From 520a032b718d80500f198b3c6b726e7eb0ff097a Mon Sep 17 00:00:00 2001
From: Tesfa Mael <tesfa@wolfssl.com>
Date: Tue, 12 Nov 2019 14:58:06 -0800
Subject: [PATCH] Add show x509 test

---
 src/internal.c |  1 +
 src/ssl.c      | 66 +++++++++++++-------------------------------------
 tests/api.c    | 10 ++++----
 wolfssl/ssl.h  |  4 +--
 wolfssl/test.h | 24 ++++++++++++++++++
 5 files changed, 49 insertions(+), 56 deletions(-)

diff --git a/src/internal.c b/src/internal.c
index 34e6b37e7..6cde72fbe 100644
--- a/src/internal.c
+++ b/src/internal.c
@@ -9501,6 +9501,7 @@ static int DoVerifyCallback(WOLFSSL* ssl, int ret, ProcPeerCertArgs* args)
         }
 
     #if defined(OPENSSL_EXTRA)
+        store->depth = args->count;
         store->param = (WOLFSSL_X509_VERIFY_PARAM*)XMALLOC(
                         sizeof(WOLFSSL_X509_VERIFY_PARAM),
                         ssl->heap, DYNAMIC_TYPE_OPENSSL);
diff --git a/src/ssl.c b/src/ssl.c
index 1e2206fa7..62fd551a0 100644
--- a/src/ssl.c
+++ b/src/ssl.c
@@ -3451,13 +3451,13 @@ void wolfSSL_CertManagerFree(WOLFSSL_CERT_MANAGER* cm)
 #if defined(OPENSSL_EXTRA) && !defined(NO_FILESYSTEM)

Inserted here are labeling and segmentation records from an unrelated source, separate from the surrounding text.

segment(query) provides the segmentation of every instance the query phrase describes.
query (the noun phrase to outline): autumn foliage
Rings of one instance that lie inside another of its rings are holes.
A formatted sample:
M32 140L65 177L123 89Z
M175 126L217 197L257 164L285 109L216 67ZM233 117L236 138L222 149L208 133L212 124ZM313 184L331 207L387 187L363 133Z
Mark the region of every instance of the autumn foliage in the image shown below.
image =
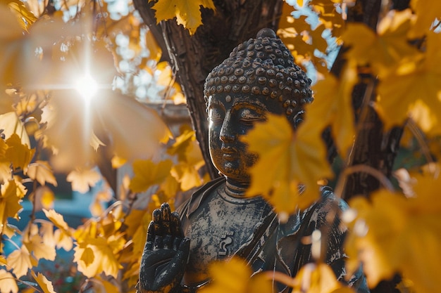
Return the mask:
M62 249L72 252L66 274L78 281L67 292L135 292L152 210L163 202L173 205L177 194L207 180L194 131L184 126L173 136L160 115L135 98L185 99L131 4L118 14L111 1L43 2L0 0L0 289L66 292L67 279L60 282L60 275L42 269L45 261L56 266ZM316 77L315 101L295 132L285 118L270 115L241 138L259 157L247 194L264 197L283 221L318 198L318 182L333 180L337 196L344 197L348 174L373 174L383 188L368 198L351 199L342 215L349 228L348 271L363 263L371 287L399 274L403 292L437 292L441 4L412 0L402 11L385 8L373 30L345 22L345 9L354 2L284 4L278 34ZM175 18L193 34L203 25L201 6L215 8L211 0L159 0L153 9L158 22ZM301 8L310 9L310 16ZM337 77L329 72L329 53L342 44L346 63ZM354 119L351 96L362 74L374 77L369 86L375 96L363 107L375 108L386 131L404 129L406 157L395 166L394 178L366 166L336 170L327 159L324 129L330 128L347 166L354 141L367 126L363 115ZM83 76L97 82L93 98L75 90L74 82ZM140 77L156 84L151 96L139 86ZM112 190L99 172L103 161L114 169L130 165L133 175ZM53 208L58 173L80 193L104 182L90 207L93 216L77 227ZM20 229L11 219L20 218L23 200L32 209ZM39 211L44 219L37 219ZM6 244L13 247L7 254ZM214 281L204 292L269 292L273 278L294 292L352 292L316 259L294 278L272 272L250 278L251 270L237 259L214 263Z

 #if defined(WOLFSSL_SIGNER_DER_CERT)
 /******************************************************************************
-* wolfSSL_CertManager_GetCerts - retrieve stack of X509 certificates in a
+* wolfSSL_CertManagerGetCerts - retrieve stack of X509 certificates in a
 * certificate manager (CM), also knows as cert store in OpenSSL.
 *
 * RETURNS:
 * returns stack of X509 certs on success, otherwise returns a NULL.
 */
-WOLFSSL_STACK* wolfSSL_CertManager_GetCerts(WOLFSSL_CERT_MANAGER* cm)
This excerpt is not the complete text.